1. Firstly, it's all about the subjective experience (and apparently of herbivorous species only--he hates cats and believe they should be abolished if they can't be reprogrammed).
I have a long overdue essay in the queue which keeps not being finished about how the focus on subjective experience leads us into social destruction, genocide, etc. (e.g., the IHRA definition of antisemitism, which focuses on the subjective experiences of Zionist Jews, and similarly the philosophy which enabled Nazism is highly subjective...and it focused on eliminating Marxist materialism because that makes nationalists and capitalists feel bad).
2. Secondly, it's imagining ourselves to be gods, with our best intuitions being ultimate wisdom. The road to hell is paved with our best intentions. The road to wisdom begins with realizing we are really very small, and the world that existed before us was grand. We should never (have) tried to change it very much.
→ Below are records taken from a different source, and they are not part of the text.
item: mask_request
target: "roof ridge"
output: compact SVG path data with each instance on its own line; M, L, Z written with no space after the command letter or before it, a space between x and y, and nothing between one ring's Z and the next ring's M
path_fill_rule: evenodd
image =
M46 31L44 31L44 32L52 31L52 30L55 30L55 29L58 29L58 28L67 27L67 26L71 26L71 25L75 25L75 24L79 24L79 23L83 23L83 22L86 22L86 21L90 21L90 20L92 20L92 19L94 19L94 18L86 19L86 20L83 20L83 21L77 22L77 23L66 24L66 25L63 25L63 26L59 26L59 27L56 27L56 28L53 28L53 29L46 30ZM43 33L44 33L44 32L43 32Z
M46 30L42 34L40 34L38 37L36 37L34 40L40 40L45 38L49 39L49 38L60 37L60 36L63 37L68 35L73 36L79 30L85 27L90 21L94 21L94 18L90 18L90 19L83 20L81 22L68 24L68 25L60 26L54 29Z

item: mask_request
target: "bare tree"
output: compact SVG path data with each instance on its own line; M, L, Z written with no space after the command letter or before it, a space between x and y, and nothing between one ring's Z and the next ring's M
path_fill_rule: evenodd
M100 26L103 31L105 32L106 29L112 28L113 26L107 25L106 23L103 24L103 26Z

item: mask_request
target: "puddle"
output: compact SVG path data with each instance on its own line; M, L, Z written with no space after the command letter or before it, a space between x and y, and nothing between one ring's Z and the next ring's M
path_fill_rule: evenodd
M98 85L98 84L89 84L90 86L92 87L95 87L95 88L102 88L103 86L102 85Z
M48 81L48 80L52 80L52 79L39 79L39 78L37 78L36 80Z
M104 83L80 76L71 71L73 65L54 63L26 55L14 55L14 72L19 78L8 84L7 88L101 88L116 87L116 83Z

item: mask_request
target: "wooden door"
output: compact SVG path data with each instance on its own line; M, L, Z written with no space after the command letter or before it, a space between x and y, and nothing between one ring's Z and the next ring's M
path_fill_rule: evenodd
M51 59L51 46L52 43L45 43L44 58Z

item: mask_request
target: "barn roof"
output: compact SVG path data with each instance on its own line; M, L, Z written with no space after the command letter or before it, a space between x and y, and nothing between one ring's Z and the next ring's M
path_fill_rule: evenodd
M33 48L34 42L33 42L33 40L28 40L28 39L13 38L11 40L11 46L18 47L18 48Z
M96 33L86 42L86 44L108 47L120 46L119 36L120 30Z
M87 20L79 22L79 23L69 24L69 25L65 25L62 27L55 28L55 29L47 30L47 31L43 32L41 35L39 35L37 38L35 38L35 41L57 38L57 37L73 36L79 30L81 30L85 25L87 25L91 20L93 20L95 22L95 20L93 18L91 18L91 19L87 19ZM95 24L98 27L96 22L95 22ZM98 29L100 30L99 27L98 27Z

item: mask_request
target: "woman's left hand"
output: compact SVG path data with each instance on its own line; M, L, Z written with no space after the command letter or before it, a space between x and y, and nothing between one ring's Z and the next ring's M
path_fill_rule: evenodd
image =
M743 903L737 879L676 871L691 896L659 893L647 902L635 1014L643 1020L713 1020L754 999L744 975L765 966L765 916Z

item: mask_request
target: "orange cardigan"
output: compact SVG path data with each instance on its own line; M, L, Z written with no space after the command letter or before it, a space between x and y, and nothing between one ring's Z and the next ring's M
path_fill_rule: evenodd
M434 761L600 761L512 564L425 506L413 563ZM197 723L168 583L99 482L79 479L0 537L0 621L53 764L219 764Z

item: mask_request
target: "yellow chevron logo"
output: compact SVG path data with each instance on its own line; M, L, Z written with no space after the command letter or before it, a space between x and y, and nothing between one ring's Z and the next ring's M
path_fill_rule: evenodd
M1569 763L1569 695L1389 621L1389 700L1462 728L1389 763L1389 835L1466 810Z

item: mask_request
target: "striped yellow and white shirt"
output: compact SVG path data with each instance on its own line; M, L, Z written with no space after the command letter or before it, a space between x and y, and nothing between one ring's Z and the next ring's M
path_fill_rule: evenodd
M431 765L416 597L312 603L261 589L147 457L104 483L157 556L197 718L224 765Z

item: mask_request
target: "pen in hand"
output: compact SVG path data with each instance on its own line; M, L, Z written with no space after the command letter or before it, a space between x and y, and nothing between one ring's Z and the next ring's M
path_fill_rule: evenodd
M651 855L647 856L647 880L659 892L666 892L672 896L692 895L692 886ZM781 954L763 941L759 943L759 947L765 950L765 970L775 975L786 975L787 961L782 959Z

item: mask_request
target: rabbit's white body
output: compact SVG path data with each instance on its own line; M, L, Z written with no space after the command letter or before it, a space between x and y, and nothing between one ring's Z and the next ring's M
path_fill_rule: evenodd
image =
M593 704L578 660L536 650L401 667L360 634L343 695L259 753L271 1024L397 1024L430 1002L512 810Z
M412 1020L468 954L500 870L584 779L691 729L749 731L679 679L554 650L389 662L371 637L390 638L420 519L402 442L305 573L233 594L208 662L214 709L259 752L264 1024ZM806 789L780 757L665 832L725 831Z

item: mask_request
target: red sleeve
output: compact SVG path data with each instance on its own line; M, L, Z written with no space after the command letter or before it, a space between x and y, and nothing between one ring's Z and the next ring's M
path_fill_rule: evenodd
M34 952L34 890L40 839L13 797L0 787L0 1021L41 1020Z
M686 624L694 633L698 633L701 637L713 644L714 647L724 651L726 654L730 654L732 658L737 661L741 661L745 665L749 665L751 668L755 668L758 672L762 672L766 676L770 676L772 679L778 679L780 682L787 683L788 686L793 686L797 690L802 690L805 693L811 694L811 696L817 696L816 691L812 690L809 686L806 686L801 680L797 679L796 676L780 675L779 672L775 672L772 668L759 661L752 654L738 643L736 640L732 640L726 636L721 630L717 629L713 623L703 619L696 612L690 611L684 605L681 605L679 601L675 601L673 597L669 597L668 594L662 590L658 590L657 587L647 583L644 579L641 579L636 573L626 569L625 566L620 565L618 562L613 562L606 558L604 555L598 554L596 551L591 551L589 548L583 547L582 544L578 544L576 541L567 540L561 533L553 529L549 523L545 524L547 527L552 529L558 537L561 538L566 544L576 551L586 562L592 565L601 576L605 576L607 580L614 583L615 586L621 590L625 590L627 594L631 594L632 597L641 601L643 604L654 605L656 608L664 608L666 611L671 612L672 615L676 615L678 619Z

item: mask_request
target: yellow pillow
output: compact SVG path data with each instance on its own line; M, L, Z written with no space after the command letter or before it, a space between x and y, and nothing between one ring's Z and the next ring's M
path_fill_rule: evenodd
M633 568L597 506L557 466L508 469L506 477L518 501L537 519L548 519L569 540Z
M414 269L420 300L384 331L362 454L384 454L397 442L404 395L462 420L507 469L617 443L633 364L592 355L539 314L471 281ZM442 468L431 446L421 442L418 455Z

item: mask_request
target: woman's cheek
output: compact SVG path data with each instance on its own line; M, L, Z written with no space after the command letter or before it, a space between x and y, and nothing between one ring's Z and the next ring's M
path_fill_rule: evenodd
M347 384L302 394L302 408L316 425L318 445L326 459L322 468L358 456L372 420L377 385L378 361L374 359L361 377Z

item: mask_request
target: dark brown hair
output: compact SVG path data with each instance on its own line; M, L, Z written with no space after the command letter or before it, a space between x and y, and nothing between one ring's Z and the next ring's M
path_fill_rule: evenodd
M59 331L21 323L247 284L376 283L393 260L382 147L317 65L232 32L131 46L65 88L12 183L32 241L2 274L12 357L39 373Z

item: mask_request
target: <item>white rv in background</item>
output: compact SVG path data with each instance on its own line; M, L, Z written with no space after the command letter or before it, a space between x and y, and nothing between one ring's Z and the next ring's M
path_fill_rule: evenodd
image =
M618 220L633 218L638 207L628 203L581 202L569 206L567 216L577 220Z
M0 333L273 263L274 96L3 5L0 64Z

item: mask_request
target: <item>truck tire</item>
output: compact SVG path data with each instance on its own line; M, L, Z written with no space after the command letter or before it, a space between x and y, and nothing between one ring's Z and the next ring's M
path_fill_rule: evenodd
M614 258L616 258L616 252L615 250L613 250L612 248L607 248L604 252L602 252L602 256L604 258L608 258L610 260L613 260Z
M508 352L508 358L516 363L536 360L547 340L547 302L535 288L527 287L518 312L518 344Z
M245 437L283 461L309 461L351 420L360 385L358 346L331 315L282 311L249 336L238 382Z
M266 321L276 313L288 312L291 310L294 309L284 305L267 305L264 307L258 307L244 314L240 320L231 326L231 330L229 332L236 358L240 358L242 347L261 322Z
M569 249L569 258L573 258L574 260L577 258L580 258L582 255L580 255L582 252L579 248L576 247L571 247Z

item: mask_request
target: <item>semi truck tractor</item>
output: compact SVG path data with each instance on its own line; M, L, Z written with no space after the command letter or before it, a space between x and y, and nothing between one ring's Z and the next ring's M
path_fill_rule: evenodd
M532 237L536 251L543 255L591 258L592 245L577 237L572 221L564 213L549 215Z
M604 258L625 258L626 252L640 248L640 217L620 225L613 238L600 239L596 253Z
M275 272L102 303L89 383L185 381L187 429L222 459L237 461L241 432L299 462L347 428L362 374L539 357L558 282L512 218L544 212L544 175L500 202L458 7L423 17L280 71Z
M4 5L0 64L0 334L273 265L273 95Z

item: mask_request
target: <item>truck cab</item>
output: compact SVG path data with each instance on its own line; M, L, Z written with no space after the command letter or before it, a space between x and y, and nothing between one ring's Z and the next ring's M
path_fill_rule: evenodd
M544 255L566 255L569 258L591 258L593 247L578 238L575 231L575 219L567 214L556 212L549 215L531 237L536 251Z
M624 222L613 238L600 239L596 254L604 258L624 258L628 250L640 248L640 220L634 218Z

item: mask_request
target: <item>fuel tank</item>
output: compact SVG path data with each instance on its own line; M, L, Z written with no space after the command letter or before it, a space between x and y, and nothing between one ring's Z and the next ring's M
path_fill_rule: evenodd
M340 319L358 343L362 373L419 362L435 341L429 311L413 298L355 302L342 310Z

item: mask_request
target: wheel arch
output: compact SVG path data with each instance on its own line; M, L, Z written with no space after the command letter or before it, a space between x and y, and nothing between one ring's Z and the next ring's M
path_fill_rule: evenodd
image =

3. It's a cornucopian view which ignores physical limits like Limits to Growth.
Whatever their immediate prey might feel, animal predators serve an essential function in ecology. The essential function of keeping things from getting out of balance. It's a form of negative feedback.
The important thing is not how people or animals feel. The important thing is continuation vs extinction.
The problem with people is not that they sometimes make animals feel bad. The problem with people is that their collective activities are driving a global mass extinction. This is hard to see if you have a small field of vision. A human society of vegetarians might be slightly better than otherwise (note: Hitler was a vegetarian), but it could still be driving mass extinction through habitat loss, pollution, and climate modification. Even if those things were slowed down considerably they would still continue. The solution involves some combination of limiting the human population size and the destructiveness of human technology.
Cats are not driving a global mass extinction, and I doubt they ever have. Ordinary predation has limits. It is human technology, including especially agriculture and mining, which lacks those kinds of limits.